How do you solve the 15-puzzle with A-Star or Dijkstra's Algorithm?

Question

I\'ve read in one of my AI books that popular algorithms (A-Star, Dijkstra) for path-finding in simulation or games is also used to solve the well-known \"15-puzzle\".

C

Answer 1

The graph theoretic way to solve the problem is to imagine every configuration of the board as a vertex of the graph and then use a breath-first search with pruning based on something like the Manhatten Distance of the board to derive a shortest path from the starting configuration to the solution.

One problem with this approach is that for any n x n board where n > 3 the game space becomes so large that it is not clear how you can efficiently mark the visited vertices. In other words there is no obvious way to assess if the current configuration of the board is identical to one that has previously been discovered through traversing some other path.

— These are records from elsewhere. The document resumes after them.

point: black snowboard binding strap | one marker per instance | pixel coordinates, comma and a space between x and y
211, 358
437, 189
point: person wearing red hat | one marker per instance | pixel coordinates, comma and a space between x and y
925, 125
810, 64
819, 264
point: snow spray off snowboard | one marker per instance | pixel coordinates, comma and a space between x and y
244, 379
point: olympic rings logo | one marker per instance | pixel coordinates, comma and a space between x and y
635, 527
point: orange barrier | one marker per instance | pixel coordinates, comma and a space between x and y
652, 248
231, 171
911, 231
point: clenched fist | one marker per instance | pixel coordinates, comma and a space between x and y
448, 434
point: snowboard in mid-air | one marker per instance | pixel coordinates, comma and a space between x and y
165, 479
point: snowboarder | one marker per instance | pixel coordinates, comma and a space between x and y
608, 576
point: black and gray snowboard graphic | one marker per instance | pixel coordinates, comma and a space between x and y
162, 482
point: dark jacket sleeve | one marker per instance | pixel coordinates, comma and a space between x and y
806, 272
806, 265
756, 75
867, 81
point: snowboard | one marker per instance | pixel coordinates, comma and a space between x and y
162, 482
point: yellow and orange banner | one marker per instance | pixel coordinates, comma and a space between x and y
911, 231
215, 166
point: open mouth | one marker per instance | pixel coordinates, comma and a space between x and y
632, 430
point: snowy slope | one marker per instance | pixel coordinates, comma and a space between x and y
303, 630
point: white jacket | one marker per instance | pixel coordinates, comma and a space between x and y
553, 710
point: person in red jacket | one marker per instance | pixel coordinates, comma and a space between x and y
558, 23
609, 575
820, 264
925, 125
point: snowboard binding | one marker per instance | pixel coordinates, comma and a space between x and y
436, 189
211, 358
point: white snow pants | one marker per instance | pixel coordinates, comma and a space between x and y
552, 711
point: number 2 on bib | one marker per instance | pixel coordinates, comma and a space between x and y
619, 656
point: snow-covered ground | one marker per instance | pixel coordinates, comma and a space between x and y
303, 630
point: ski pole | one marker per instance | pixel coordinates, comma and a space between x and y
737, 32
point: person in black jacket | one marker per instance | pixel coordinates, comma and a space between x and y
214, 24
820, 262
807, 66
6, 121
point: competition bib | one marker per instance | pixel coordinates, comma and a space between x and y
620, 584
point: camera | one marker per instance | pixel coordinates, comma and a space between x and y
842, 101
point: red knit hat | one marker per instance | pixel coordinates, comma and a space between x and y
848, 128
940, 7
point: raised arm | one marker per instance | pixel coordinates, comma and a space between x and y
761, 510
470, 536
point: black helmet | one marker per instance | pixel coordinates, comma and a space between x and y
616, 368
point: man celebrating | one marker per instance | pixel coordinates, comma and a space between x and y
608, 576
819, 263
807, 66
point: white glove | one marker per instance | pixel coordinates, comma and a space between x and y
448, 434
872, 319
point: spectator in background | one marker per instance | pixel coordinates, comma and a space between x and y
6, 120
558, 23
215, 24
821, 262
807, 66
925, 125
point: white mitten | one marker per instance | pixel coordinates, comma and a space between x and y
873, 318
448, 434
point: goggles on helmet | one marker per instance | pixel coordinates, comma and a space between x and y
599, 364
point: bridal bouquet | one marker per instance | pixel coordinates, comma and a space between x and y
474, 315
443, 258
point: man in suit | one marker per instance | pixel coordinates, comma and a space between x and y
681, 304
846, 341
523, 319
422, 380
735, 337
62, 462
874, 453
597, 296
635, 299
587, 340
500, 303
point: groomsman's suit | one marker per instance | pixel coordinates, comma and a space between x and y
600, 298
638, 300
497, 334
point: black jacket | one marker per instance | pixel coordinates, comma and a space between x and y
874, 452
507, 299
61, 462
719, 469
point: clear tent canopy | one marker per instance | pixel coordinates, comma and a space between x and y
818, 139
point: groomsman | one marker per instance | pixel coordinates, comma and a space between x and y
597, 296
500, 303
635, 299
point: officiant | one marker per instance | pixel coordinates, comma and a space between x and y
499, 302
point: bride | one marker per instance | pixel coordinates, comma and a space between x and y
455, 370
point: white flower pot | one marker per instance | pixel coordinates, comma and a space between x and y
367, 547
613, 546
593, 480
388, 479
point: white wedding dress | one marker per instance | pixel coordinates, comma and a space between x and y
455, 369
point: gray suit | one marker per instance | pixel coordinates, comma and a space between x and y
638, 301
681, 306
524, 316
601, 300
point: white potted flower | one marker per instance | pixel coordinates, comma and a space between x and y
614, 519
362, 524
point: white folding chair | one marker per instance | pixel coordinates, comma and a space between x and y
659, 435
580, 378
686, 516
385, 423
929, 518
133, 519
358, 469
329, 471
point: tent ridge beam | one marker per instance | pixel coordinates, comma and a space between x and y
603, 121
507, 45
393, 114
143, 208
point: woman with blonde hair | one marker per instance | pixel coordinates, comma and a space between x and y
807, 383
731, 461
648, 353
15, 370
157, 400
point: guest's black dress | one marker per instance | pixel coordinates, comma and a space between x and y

Another problem is that the graph size grows so quickly with n (it's approximately (n^2)!) that it is just not suitable for a brue-force attack as the number of paths becomes computationally infeasible to traverse.

This paper by Ian Parberry A Real-Time Algorithm for the (n^2 − 1) - Puzzle describes a simple greedy algorithm that iteritively arrives at a solution by completing the first row, then the first column, then the second row... It arrives at a solution almost immediately, however the solution is far from optimal; essentially it solves the problem the way a human would without leveraging any computational muscle.

This problem is closely related to that of solving the Rubik's cube. The graph of all game states it too large to solve by brue force, but there is a fairly simple 7 step method that can be used to solve any cube in about 1 ~ 2 minutes by a dextrous human. This path is of course non-optimal. By learning to recognise patterns that define sequences of moves the speed can be brought down to 17 seconds. However, this feat by Jiri is somewhat superhuman!

The method Parberry describes moves only one tile at a time; one imagines that the algorithm could be made better up by employing Jiri's dexterity and moving multiple tiles at one time. This would not, as Parberry proves, reduce the path length from n^3, but it would reduce the coefficient of the leading term.